McCarthy was among a group of lawmakers that sat to participate in a listening session, in which farmers appealed for help on everything from dairy prices to chronic water shortages.
But the timing to renew the bill comes at a time in which House Republicans are less seeking to do horse-trading negotiations with Democrats, so much as flatly demanding spending cuts in return for agreeing to raise the national debt limit.
“We only spend 0.2% of the federal budget on production agriculture, and when you take into account the nutrition title, basically, the farm bill titles 2% of the entire federal budget on the industry that American families are most dependent on, each and every day,” said Rep. Glenn Thompson, R-Penn., who chairs the House Agriculture Committee. “Although we’ve got to show some adult behavior and we’ve got to reduce spending … that should not be done on the backs of the hardworking families who provide us the food, the fiber, the building materials and the energy resources that every family in this country is so dependent on.”

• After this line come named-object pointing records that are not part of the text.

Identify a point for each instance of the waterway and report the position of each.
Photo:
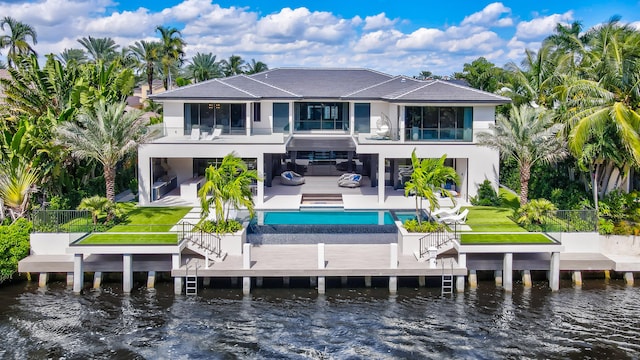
(599, 321)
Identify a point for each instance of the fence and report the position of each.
(61, 221)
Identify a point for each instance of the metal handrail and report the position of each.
(204, 239)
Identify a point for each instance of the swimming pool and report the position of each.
(325, 218)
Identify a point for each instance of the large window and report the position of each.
(438, 123)
(362, 115)
(321, 116)
(280, 117)
(230, 117)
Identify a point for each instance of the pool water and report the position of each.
(326, 218)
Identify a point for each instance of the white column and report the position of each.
(97, 279)
(321, 262)
(260, 185)
(177, 281)
(393, 264)
(127, 273)
(554, 272)
(507, 272)
(78, 273)
(462, 262)
(246, 264)
(381, 170)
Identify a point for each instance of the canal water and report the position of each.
(599, 321)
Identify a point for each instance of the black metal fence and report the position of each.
(61, 221)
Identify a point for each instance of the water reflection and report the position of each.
(601, 320)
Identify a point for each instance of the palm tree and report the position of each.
(255, 67)
(100, 48)
(204, 67)
(106, 135)
(16, 39)
(527, 136)
(171, 52)
(148, 54)
(233, 66)
(17, 182)
(227, 186)
(76, 55)
(427, 179)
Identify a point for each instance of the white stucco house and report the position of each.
(319, 122)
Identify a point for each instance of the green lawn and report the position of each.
(492, 219)
(151, 219)
(130, 239)
(528, 238)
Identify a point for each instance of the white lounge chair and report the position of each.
(195, 134)
(446, 212)
(349, 180)
(456, 219)
(291, 178)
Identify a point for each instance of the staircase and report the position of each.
(441, 241)
(201, 242)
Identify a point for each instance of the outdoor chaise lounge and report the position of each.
(291, 178)
(349, 180)
(456, 219)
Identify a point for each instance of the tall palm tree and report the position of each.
(76, 55)
(16, 39)
(255, 67)
(226, 187)
(104, 49)
(527, 136)
(204, 67)
(148, 54)
(106, 134)
(171, 52)
(427, 179)
(235, 65)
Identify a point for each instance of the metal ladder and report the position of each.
(447, 281)
(191, 282)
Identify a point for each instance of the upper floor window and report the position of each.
(230, 117)
(438, 123)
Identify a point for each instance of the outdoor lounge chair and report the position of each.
(456, 219)
(349, 180)
(291, 178)
(447, 212)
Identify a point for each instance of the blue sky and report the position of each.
(397, 37)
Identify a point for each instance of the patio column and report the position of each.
(381, 177)
(127, 273)
(78, 273)
(260, 185)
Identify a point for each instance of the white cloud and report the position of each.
(491, 15)
(379, 21)
(542, 26)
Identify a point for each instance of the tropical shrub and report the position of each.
(487, 196)
(412, 225)
(534, 212)
(14, 246)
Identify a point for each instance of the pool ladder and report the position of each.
(191, 281)
(447, 281)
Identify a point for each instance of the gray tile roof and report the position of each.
(339, 84)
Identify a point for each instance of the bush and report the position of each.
(14, 246)
(534, 212)
(219, 227)
(487, 196)
(412, 225)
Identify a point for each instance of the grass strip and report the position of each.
(528, 238)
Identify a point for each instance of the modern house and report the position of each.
(319, 122)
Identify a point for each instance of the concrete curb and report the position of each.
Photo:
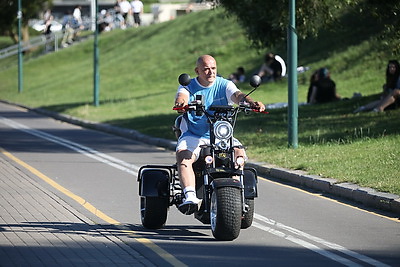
(367, 196)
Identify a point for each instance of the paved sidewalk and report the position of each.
(39, 229)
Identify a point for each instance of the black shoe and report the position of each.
(188, 207)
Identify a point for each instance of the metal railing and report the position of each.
(43, 40)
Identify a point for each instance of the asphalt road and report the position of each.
(292, 227)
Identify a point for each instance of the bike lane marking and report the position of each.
(132, 169)
(108, 160)
(144, 241)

Rep. Jimmy Panetta, D-Calif., representing California’s Central Coast, said he believes the day’s listening session demonstrated bipartisanship that is absent in most depictions of political conversation.
“Yes, we’re gonna have our differences. Yes, we have different crops. Yes, we have different interests when it comes to our agriculture. But we work to find our similarities, and that’s when we can come together on the farm bill,” Panetta told Spectrum News. “It’s one of the most bipartisan products that we in the U.S. Congress can put together.”
However, immigration and border security — and specifically, the border between Mexico and the United States — remain the sticking points between Republicans and Democrats in ongoing negotiations.
McCarthy told reporters Tuesday that Republicans are not prepared to address complaints by some farmers about a migrant and foreign worker shortage.
Late last year, during the post-election “lame duck” session, Congress was unable to pass the Farm Workforce Modernization Act of 2021, sponsored by by Rep. Zoe Lofgren, D-Calif., who represents much of the “Salad Bowl” of America — communities that produce a majority of the nation’s lettuce crop. That bill would have granted “certified agricultural worker” status to foreign workers who performed at least 1,035 hours of agricultural labor between March 2019 and March 2021. Those workers would later be able to apply for lawful permanent resident status.
“The first thing that has to be done is secure the border before we have any immigration reform,” McCarthy told reporters. “Once we’re able to secure it, I think we’ll move forward with immigration.”
To that point, McCarthy said he will visit the nation’s southern border in Arizona on Thursday.